As a pt there is rarely a dedicated person who speaks to you on a shift. Prone restraint remains common, non prone restraint and punitive actions such as refusal of allowing s17 leave granted used frequently
Pts are expected to manage inter pt conflict. Every pt knows the ligature points and best times to try end your life.
What on earth do staff think is being talked about?
There is no trust at all so time with a psychologist who gives a break from what is described above is simply that. You are not going to EVER disclose if you are suicidal with plans because the learnt script is dont tell and deny to get out. Leave or discharged. Which is exactly why the suicide rate when a pt is on leave and just post discharge is so high: so traumatising is a ward getting out at ANY cost with ANY plans becomes a mission.
Most pts will tell you ( if researchers EVER asked) is that the most support received is from the domestic staff or a HCA. Not a professional. And so any positive psychological support is welcome- you font have to be a psychologist who is immediately going to breach therapeutic trust by writing in notes and sharing with an uncaring untrusted MDT.

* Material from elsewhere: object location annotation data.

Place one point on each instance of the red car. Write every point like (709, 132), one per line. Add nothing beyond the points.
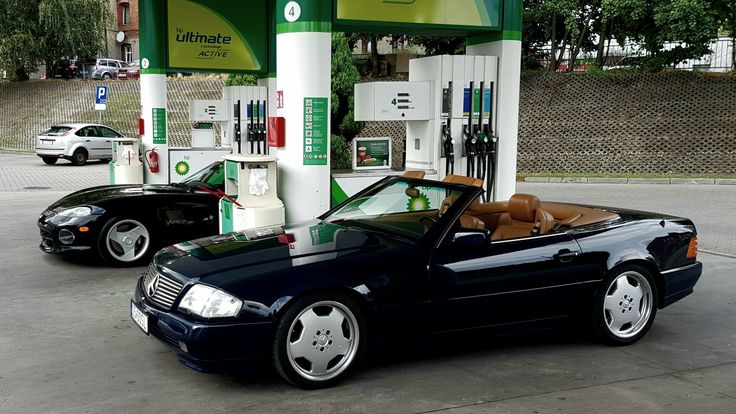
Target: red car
(132, 71)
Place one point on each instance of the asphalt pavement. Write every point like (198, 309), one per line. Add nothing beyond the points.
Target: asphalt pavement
(67, 344)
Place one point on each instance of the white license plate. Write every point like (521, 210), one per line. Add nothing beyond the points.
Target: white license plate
(140, 318)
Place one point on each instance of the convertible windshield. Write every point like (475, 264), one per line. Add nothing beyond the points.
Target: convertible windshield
(399, 207)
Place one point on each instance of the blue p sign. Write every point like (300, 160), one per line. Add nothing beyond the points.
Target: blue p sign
(101, 95)
(101, 98)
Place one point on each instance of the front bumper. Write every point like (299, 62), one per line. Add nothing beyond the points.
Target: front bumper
(680, 282)
(50, 152)
(50, 242)
(208, 347)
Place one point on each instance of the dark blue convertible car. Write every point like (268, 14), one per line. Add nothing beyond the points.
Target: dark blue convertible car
(405, 259)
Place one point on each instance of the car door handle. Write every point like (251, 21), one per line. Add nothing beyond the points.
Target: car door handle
(566, 255)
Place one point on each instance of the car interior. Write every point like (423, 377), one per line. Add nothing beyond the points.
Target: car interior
(523, 215)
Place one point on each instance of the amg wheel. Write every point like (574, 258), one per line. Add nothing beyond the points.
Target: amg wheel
(124, 242)
(319, 340)
(79, 157)
(625, 306)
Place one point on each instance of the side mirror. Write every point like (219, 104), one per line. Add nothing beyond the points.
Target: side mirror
(471, 238)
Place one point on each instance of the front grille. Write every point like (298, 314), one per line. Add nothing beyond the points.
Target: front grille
(166, 290)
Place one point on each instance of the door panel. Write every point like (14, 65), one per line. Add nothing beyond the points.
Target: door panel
(508, 281)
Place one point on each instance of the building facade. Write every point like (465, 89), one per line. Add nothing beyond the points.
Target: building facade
(123, 40)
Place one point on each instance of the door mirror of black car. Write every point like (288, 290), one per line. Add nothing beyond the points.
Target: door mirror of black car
(472, 238)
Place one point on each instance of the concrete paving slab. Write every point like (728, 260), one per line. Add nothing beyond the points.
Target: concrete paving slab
(649, 181)
(536, 179)
(608, 180)
(701, 181)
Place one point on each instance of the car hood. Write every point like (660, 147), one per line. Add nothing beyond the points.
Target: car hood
(100, 195)
(225, 259)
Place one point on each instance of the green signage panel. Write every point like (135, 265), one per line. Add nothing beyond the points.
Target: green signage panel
(218, 35)
(159, 126)
(371, 153)
(449, 14)
(316, 138)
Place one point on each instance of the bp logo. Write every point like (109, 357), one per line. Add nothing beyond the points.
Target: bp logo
(418, 203)
(182, 168)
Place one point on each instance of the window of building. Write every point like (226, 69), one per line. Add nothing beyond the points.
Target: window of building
(125, 12)
(126, 52)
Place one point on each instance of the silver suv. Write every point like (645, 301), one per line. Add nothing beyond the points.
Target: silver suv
(103, 68)
(76, 143)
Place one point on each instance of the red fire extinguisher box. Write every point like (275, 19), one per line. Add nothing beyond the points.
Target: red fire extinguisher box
(276, 131)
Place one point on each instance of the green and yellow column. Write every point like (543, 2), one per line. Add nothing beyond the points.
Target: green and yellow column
(506, 44)
(152, 20)
(303, 62)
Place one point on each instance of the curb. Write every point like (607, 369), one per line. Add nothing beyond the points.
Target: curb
(631, 180)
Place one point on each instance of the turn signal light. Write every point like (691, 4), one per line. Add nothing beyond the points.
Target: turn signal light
(692, 249)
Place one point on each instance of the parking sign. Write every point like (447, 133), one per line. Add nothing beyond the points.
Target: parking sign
(100, 98)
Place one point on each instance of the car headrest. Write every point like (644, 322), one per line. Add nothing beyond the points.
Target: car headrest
(414, 174)
(523, 207)
(461, 179)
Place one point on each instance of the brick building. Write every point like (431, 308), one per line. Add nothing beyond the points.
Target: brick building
(123, 40)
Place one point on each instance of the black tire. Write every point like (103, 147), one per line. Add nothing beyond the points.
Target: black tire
(118, 251)
(331, 327)
(625, 305)
(79, 157)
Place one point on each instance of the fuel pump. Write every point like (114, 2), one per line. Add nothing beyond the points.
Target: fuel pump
(251, 126)
(492, 147)
(481, 140)
(448, 143)
(470, 144)
(237, 125)
(448, 146)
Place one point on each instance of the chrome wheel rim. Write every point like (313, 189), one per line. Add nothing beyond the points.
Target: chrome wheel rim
(323, 341)
(127, 240)
(627, 305)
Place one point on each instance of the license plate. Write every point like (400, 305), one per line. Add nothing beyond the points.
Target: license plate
(140, 318)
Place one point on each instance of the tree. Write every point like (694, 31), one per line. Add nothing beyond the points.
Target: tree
(726, 10)
(32, 31)
(19, 38)
(690, 24)
(73, 28)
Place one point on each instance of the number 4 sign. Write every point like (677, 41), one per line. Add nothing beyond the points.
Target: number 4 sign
(292, 11)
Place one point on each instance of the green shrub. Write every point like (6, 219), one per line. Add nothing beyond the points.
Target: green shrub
(340, 153)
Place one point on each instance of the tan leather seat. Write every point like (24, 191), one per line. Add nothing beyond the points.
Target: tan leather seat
(525, 218)
(467, 221)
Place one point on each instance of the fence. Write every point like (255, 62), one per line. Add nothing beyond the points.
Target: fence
(27, 108)
(620, 56)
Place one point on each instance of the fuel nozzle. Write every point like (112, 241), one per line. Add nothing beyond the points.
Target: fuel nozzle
(448, 143)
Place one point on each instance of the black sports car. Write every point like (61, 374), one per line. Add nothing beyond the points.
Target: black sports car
(410, 258)
(125, 224)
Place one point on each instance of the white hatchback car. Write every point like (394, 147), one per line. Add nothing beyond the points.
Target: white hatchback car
(76, 143)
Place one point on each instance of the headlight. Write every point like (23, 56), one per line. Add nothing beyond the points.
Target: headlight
(76, 212)
(209, 302)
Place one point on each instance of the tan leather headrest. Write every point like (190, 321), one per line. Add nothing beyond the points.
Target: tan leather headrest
(414, 174)
(461, 179)
(523, 207)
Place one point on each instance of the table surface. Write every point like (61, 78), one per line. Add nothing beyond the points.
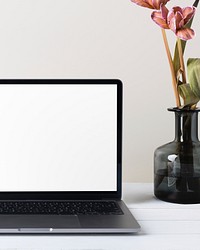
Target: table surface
(165, 226)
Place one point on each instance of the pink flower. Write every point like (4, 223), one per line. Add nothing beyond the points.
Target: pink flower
(151, 4)
(175, 19)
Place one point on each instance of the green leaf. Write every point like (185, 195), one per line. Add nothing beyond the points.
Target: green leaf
(189, 98)
(193, 68)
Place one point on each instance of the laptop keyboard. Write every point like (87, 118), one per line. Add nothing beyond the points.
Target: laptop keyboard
(61, 207)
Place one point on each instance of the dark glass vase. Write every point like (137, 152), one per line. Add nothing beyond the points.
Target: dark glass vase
(177, 164)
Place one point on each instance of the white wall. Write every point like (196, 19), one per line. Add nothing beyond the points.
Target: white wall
(98, 39)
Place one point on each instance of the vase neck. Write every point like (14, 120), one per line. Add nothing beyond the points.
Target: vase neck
(186, 126)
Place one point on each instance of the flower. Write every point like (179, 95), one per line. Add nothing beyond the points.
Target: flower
(151, 4)
(179, 21)
(175, 19)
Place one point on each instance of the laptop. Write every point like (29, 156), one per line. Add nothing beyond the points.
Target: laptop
(60, 157)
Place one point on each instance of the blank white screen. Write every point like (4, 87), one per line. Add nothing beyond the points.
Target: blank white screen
(58, 137)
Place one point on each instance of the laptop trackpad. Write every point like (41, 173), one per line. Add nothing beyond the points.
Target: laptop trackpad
(39, 221)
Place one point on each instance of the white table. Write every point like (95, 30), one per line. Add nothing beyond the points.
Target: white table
(165, 226)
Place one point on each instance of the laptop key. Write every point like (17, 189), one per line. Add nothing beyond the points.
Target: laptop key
(61, 207)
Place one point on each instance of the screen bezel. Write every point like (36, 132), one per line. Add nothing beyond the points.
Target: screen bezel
(69, 195)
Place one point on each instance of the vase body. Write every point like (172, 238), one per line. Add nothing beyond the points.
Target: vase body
(177, 164)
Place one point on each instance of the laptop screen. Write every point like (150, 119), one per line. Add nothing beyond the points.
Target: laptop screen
(58, 137)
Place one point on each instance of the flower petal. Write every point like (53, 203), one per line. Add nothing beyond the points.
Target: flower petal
(157, 3)
(188, 13)
(143, 3)
(185, 34)
(158, 19)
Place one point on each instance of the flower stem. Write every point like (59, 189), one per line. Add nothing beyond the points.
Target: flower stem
(180, 51)
(174, 81)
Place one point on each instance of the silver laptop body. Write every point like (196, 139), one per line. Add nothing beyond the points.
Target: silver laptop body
(61, 141)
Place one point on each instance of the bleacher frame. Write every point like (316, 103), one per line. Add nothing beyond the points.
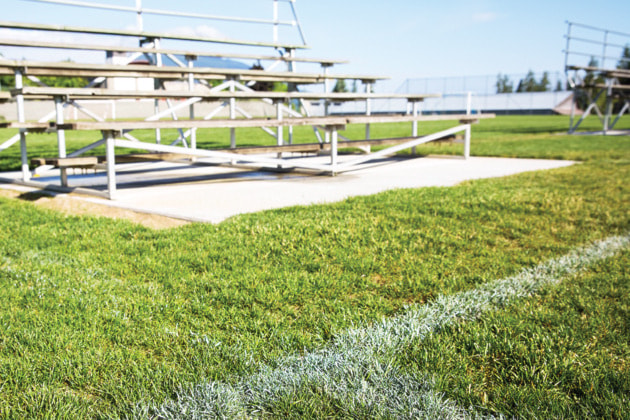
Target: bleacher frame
(233, 85)
(600, 84)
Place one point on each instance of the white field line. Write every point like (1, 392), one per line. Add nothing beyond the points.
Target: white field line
(354, 372)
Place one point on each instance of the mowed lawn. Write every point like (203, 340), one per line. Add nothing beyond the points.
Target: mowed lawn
(102, 318)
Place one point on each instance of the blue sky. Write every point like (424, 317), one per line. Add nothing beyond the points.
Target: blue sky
(396, 38)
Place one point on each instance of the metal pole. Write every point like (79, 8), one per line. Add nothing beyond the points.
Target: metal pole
(608, 110)
(280, 135)
(139, 15)
(333, 149)
(326, 104)
(467, 141)
(291, 68)
(232, 116)
(275, 21)
(414, 125)
(61, 141)
(368, 108)
(468, 103)
(603, 65)
(191, 87)
(26, 173)
(110, 157)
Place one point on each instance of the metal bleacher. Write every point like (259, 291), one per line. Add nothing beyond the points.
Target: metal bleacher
(198, 84)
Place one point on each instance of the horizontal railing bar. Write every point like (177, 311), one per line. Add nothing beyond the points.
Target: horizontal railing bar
(103, 6)
(142, 34)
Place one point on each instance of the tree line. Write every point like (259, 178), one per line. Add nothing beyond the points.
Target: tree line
(530, 84)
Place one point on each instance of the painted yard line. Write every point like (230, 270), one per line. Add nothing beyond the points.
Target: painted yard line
(354, 370)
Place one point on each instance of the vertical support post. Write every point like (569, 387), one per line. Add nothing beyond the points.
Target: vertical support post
(291, 67)
(280, 133)
(280, 136)
(333, 148)
(325, 66)
(158, 62)
(139, 15)
(414, 125)
(191, 87)
(110, 157)
(368, 108)
(275, 21)
(232, 116)
(26, 173)
(61, 141)
(468, 103)
(573, 107)
(467, 141)
(608, 110)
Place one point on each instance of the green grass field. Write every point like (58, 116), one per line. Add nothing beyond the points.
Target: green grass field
(103, 318)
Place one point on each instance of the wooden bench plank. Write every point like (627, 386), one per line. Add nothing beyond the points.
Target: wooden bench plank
(71, 69)
(143, 34)
(146, 50)
(258, 122)
(87, 93)
(606, 72)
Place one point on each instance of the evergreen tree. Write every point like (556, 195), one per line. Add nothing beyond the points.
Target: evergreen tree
(504, 85)
(340, 86)
(528, 84)
(543, 85)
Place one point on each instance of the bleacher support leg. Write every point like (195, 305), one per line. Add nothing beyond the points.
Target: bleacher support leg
(414, 125)
(333, 149)
(26, 173)
(61, 141)
(467, 141)
(110, 157)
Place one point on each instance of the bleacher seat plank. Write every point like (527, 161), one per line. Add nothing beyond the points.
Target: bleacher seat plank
(143, 34)
(146, 50)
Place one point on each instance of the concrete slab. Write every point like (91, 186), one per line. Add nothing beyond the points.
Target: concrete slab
(213, 194)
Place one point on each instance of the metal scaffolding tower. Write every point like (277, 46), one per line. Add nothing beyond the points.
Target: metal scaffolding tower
(602, 86)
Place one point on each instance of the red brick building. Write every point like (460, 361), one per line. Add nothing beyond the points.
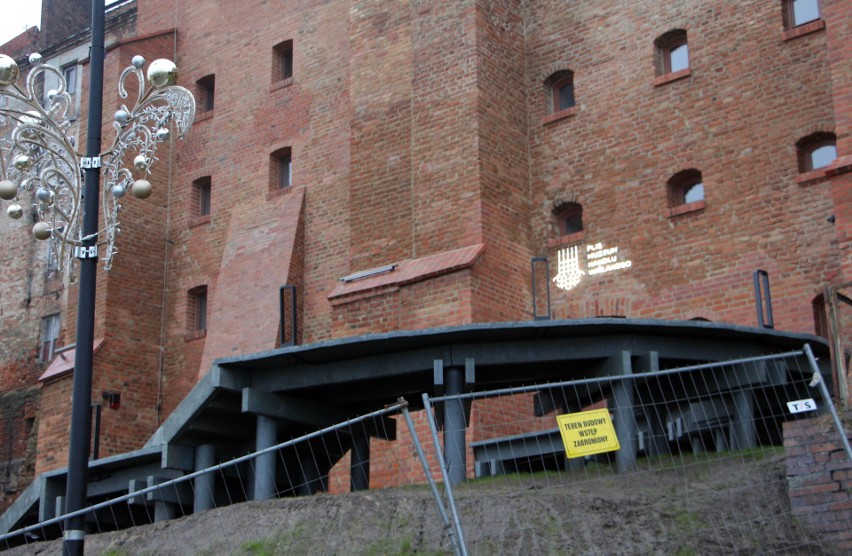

Give us access to therapy immediately on discharge. Make sure it is trauma based – really so, not just trauma informed, the latest buzz word used. Make sure it addresses the trauma of being in such an abusive setting in the name of health. Better still provide therapy outside of the MH Trust that harmed so we can really get support and safety for the future.
If psychologists want to address suicide it won’t happen on a ward where the majority of pts detest the staff group.